North American High


The North American High is an impermanent high-pressure area or anticyclone created by a formative process that occurs when cool or cold dry air settles over North America. During the summer, it is replaced with an Arctic Low, or if it moves over continental land, a North American Low.

Description

North American Highs move eastward across the continent, often in the company of one or more low-pressure cells or cyclones. Its cold, dense air does not extend usually above, lower than the Canadian Rockies. Sometimes, during the winter, it breaks free and passes over the Rockies, and brings a cold front into Southwestern United States and Mexico, freezing crops and bringing snow into Mexico's mountains, as far south as Jalisco. The high's usual location east of the Rockies shelters it from the relatively warm Pacific Ocean and helps it maintain its strength. The average January sea level pressure at its centre is about 1,020 millibars. The Canadian high often moves southeastward until it eventually reaches the Atlantic Ocean, where it merges with the Azores high. In the summer the Canadian high circulates cool, dry air to the United States east of the Rockies and parts of southern Canada.
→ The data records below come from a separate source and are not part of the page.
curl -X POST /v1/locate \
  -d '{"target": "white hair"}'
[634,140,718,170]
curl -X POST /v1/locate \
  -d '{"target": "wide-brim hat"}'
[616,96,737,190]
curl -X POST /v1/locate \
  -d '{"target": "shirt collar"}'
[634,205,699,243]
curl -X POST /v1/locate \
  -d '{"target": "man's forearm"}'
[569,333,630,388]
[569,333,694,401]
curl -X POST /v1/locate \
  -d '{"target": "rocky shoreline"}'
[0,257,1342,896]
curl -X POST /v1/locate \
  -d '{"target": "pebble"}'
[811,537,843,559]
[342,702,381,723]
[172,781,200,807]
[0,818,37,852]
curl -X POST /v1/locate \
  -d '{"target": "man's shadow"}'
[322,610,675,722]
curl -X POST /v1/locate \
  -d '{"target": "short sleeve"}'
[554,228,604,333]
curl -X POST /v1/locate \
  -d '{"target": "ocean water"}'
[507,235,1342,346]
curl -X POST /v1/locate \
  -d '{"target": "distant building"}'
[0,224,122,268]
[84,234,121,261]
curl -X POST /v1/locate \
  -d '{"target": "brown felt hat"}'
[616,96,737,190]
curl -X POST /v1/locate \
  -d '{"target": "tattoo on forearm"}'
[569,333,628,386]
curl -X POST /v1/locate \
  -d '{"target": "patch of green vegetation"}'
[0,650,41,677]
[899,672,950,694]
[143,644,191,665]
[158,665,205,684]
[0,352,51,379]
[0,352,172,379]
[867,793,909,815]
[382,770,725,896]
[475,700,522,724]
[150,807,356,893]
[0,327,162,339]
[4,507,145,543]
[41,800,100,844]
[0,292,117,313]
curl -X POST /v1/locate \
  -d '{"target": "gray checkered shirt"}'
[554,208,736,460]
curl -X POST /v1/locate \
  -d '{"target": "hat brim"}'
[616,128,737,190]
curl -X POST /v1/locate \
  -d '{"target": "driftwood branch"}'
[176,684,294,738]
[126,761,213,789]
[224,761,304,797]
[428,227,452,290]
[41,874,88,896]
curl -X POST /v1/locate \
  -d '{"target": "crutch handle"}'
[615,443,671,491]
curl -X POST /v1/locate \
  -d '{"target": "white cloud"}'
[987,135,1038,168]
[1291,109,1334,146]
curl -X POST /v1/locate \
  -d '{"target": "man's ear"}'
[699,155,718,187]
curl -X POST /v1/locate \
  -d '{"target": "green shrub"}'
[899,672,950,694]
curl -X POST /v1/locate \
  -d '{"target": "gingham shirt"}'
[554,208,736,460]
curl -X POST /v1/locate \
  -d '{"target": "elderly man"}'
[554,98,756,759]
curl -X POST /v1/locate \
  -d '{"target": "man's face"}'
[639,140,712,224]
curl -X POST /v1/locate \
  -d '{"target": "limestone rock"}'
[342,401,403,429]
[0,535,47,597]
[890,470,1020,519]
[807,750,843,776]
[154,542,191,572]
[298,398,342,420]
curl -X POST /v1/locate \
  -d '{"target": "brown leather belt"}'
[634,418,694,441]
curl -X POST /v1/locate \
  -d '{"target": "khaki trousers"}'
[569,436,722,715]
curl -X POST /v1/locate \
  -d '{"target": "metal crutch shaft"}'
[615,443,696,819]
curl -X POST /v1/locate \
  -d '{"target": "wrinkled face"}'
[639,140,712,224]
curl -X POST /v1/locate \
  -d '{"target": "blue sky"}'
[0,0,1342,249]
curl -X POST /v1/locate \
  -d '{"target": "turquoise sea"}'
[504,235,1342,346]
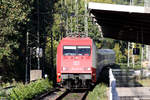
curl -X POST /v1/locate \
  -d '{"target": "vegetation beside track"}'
[137,78,150,87]
[87,83,108,100]
[0,79,52,100]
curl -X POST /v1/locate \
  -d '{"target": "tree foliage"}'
[0,0,143,80]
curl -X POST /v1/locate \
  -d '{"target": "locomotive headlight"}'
[58,73,60,76]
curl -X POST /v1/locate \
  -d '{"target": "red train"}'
[57,37,97,88]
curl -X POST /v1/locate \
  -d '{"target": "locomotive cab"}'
[57,38,96,88]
The North American High is akin to the Siberian High of Eurasia, but it is much smaller, and it has much less influence, merely affecting the weather of the Northern Hemisphere. The sea-level pressure rarely, if ever, exceeds 1055.0 millibars.
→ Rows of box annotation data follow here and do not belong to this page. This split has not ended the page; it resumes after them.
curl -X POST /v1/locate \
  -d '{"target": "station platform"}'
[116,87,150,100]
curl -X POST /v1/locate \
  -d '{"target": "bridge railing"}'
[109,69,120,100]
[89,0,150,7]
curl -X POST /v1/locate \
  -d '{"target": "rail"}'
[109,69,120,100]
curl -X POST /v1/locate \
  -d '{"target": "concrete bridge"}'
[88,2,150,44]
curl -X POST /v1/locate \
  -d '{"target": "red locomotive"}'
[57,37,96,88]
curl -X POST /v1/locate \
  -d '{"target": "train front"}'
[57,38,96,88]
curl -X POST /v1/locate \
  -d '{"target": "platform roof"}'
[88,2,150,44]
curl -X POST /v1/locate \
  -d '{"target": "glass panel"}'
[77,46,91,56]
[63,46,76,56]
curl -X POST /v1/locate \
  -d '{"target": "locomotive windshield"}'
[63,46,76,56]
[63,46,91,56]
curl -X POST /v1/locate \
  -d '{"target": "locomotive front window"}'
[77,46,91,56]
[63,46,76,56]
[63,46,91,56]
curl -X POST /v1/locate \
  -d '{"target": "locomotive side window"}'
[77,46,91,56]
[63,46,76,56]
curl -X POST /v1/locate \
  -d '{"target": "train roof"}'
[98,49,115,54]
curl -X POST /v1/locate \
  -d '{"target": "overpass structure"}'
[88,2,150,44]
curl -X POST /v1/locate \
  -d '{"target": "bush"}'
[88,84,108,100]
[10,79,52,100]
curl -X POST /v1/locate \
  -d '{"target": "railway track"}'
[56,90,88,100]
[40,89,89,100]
Often, in the winter months, cool or cold dry air settles over the land in the vicinity of the Great Basin where it builds into a high-pressure cell or anticyclone that moves across the United States with a cold front on its leading edge. After reaching the Atlantic Ocean, the moist environment brings on changes of the qualities of the air and the dissipation of the high-pressure cell or anticyclone as the cold air warms and becomes humid.
In Europe, a portion of the North American/Canadian high usually over Greenland called the Greenland high which settles over Greenland affects northern European weather and may merge with the Scandinavian High.